I needed before the Emergencies, not a vehicle, but 10%-15% of a vehicle—say, about 10% of an efficient car and 3% of a pickup truck… so maybe the transportation expression is car-sharing co-operatives and second class rail coaches. Car-sharing co-operatives are still new to North America, and the bureaucracies, governmental and insurance, tend to delay their development. If governments are preparing for a more frugal “New Normal”, facilitating co-operative vehicle sharing should be part of their planning.
So should passenger trains… which as of 2019, were in use for urban commuting, but rarely used by working- and middle-class people travelling. In the mid-1980s, i travelled all over southern Finland, and from London to Helsinki, by second class train. I also went from Thunder Bay to Calgary and back again by second class train, more than once, to attend an annual year-end conference. The people i met on those trains were decent, contributing workers for the most part, with a few students and retired folks. The rich and the disreputable were notable by their rarity… as they also have rarely been buried in decent plain pine coffins.

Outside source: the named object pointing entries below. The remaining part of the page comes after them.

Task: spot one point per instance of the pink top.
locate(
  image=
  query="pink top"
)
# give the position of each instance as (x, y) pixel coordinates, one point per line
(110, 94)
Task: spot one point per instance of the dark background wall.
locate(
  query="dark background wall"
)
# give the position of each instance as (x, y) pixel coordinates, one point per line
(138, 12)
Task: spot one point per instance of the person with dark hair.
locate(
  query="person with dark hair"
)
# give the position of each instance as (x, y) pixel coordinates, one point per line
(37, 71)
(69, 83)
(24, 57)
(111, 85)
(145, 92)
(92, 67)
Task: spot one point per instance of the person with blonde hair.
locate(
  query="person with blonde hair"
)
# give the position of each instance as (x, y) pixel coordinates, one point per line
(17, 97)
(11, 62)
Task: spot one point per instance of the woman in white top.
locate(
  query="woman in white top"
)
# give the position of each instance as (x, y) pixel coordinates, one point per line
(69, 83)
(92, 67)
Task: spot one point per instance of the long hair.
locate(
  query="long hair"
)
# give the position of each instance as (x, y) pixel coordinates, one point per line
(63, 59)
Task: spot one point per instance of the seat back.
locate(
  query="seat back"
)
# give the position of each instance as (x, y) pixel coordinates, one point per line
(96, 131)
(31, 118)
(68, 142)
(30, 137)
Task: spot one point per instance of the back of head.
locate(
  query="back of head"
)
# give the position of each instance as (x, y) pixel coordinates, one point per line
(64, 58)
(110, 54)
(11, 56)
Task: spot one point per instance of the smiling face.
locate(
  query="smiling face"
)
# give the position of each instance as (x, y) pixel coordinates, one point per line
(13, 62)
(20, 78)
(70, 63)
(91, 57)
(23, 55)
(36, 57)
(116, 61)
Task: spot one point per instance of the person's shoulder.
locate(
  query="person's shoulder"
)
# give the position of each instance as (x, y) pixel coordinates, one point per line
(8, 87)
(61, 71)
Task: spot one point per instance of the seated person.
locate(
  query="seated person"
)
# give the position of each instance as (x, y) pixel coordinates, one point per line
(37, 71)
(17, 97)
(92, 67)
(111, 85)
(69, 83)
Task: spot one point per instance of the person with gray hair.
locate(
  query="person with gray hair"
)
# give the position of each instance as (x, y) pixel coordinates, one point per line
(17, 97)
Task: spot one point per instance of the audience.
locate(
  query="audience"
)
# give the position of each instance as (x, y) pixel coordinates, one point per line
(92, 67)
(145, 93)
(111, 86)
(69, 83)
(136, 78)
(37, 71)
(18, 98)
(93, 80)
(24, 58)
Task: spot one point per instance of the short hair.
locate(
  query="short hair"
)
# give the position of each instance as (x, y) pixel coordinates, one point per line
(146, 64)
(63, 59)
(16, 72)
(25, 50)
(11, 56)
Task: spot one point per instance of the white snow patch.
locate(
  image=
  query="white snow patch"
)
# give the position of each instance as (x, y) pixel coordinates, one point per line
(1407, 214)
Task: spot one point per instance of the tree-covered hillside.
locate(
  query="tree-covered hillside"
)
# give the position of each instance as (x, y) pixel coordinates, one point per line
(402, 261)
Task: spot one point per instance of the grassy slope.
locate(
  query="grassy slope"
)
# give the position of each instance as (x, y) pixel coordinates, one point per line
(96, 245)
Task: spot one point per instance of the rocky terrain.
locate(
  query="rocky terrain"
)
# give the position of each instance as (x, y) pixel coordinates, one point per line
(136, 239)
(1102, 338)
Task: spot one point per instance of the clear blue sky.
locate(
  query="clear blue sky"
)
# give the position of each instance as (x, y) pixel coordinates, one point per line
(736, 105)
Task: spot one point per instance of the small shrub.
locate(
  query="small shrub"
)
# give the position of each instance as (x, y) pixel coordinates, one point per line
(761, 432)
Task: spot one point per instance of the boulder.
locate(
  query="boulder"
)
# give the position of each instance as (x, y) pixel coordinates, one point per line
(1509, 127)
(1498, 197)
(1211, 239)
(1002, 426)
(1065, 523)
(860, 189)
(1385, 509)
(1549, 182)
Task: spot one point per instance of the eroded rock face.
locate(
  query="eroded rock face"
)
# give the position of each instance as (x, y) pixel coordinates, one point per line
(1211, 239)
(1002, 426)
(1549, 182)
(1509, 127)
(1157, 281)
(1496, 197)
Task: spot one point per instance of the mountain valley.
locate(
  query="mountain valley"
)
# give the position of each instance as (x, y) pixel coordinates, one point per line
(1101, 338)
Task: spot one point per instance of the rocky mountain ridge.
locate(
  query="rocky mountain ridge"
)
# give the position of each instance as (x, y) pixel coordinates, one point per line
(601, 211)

This is not meant to be a specific, much less a detailed plan; rather a guiding example, of modest, dignified frugality. Frugality is never proud; it considers and does not condescend. I do contend that a Plain Pine Coffin basis for standards guiding economic and political policy would give most citizens more life satisfaction and less onerous work, than today’s (or should i say 2019 and before’s?) “policy frameworks”.
“All men are mortal” … and a “novel coronavirus” has demanded we take notice that we are. The plain pine coffin happens to be a symbol of frugality with dignity, that I honour among monks, recommend to all … and suggest we refer back to when concepts are needed for a Next Normal. Not fancy caskets but plain pine coffins. Not cars to go 5-10 km to work, but bicycles. Not airliners to travel 500-1000 km, but passenger trains. Not fancy restaurants, nor burgers and fries, but nutritious home cooking. Housing, methinks should have a post of its own; I did make some mention of socially efficient housing several years ago.
This is a time to make us think of our mortality … and recognize that a virus not even known to science last year, is “killing” many social customs and pretensions. We have some choice, what to let die, what to change, what to adopt to replace customs that perish. We never needed cruise ships, nor cars to go a few miles to work, any more than our bodies will need to be put on display in fancy funerals.
Notes:
1. Care-facilities house many more women than men, which is one major reason more women than men have died of “COVID-19” in Canada, than men. Many more women have been infected, and especially in care-facilities, because care-facilities house many more women. The death rates for men have been higher than for women, even though the women averaged older.
2. Pine is the traditional coffin wood, at least in the temperate zones where it grows, for good reasons: It is commonly available and while not the cheapest wood, is far from the most expensive; it is easily worked (while Thuja, for instance, splits readily when nailed without pilot holes); it is stronger than Thuja or balsam-fir ..and it has a pleasant smell which might cover the odor of death.
3. To be proper, “varying hare”; common name, “snowshoe rabbit”. It’s good meat, free of antibiotics and pesticides apart from perhaps sprays by industrial forestry.